On the other side, they have constantly lent, and are prepared to continue lending, their influence to revision of relations between nations established by treaty or otherwise which appeared to demand review. They will continue whether by way of action through the League or by direct diplomatic effort to exert all their influence on the side of bringing to peaceful and orderly solution any issue liable to interrupt friendly relations between nations.

So far as Czechoslovakia is concerned, His Majesty's Government have been glad to take note of, and in no way under-rate definite assurances given by the German Government in this regard and they will at all times be ready to render any help in their power by whatever means might seem most appropriate towards the solution of questions likely to cause difficulty between the German and Czechoslovakian Governments.

To sum up, His Majesty's Government accepts the obligations which already rest upon them and have made and are making maximum efforts to place themselves in a position to adequately fulfil them.

His Majesty's Government do not differ from those who feel that the increase of armaments alone is no sure guarantee for peace.

They earnestly hope that it may yet be possible to arrive at a reasonable balance of armaments by agreement rather than by free and unlimited competition.

They have, on the other hand, felt it right to make their view known that, in the present state of the world, reliance upon assertions of loyalty to the principles of the Covenant was not enough in the absence of practical strength by which those professions might be supported. Accordingly the policy of His Majesty's Government recognises and is based upon the necessity both of working untiringly to strengthen the cause of peace, and also of taking all steps requisite to make this country strong enough to meet whatever calls may be made upon it. In their view, the knowledge that in all parts of the world such steps are being taken with determination and despatch will be valuable contribution towards international re-assurance.

His Majesty's Government have sought to give to Parliament and to the world as full an indication as possible of their attitude upon the large matters and causes which are at present occupying the thoughts of all Nations. They are fully sensible, as I have said, of the extent to which international confidence has been shaken and of consequent apprehension existing in many quarters. They would, however, deprecate preconcerted language here or elsewhere which can only have the effect of exacerbating the situation, and of exciting fear which it is permissible to hope events will prove unfounded. The only result would be the creation of an atmosphere in which the elements essential to wise judgment would be dangerously obscuring.

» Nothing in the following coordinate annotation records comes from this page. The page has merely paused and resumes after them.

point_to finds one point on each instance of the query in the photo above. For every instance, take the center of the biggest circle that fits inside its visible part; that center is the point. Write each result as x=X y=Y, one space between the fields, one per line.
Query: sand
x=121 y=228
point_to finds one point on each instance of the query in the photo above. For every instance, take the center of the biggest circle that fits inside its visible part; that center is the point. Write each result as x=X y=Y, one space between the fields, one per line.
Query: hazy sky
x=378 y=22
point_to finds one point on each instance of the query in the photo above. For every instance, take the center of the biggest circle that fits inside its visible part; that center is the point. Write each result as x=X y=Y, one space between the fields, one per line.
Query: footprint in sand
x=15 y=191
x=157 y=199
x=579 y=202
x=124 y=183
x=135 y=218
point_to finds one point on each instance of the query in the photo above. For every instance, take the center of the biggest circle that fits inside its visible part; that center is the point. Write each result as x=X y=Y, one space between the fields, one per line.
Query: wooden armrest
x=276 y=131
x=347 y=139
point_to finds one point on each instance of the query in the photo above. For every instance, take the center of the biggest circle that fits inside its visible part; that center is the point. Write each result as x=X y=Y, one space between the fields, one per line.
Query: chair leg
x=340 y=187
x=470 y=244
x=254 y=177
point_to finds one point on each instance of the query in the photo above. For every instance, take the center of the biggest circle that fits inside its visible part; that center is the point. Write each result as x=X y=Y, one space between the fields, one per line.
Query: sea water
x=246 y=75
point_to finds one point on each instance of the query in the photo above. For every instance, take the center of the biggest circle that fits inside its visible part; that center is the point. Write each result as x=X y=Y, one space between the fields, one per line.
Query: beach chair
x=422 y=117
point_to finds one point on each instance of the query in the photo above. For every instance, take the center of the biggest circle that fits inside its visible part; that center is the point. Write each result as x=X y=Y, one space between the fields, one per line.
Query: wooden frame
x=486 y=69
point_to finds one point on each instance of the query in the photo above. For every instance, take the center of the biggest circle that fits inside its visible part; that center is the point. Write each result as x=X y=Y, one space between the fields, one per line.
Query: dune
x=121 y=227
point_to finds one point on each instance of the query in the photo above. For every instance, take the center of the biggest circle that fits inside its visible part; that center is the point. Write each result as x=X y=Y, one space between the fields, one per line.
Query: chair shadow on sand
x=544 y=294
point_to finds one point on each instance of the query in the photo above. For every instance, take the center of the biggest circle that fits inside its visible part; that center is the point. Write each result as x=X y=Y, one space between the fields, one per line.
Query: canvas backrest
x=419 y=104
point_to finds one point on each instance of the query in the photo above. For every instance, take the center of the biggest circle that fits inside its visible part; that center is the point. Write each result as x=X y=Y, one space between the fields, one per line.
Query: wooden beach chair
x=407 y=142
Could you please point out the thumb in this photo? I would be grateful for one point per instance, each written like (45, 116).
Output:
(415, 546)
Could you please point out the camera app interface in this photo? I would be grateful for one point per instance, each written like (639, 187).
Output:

These conclusions have only been reached by His Majesty's Government after full and most careful review of all the relevant facts and considerations and with keen sense of great responsibility that rests upon them. His Majesty's Government do not believe any difference of opinion exists in any quarter as to the broad purposes of preservation of peace and association of peace with justice to which the policy of this country should be directed and His Majesty's Government have reached the clear conclusion that the course they have decided to pursue provides the best means by which this policy can be made effective.

1 This cablegram was sent in five parts between 3.19 p.m. and 6.30 p.m., 23 March 1938.

2 Documents 150, 153.

3 Chamberlain's speech, as delivered in Parliament, may be found in House of Commons, Parliamentary Debates, fifth series, vol.

333, cols 1403-14.

4 Anthony Eden. For a more extensive reference to this speech at Leamington, see Document 39.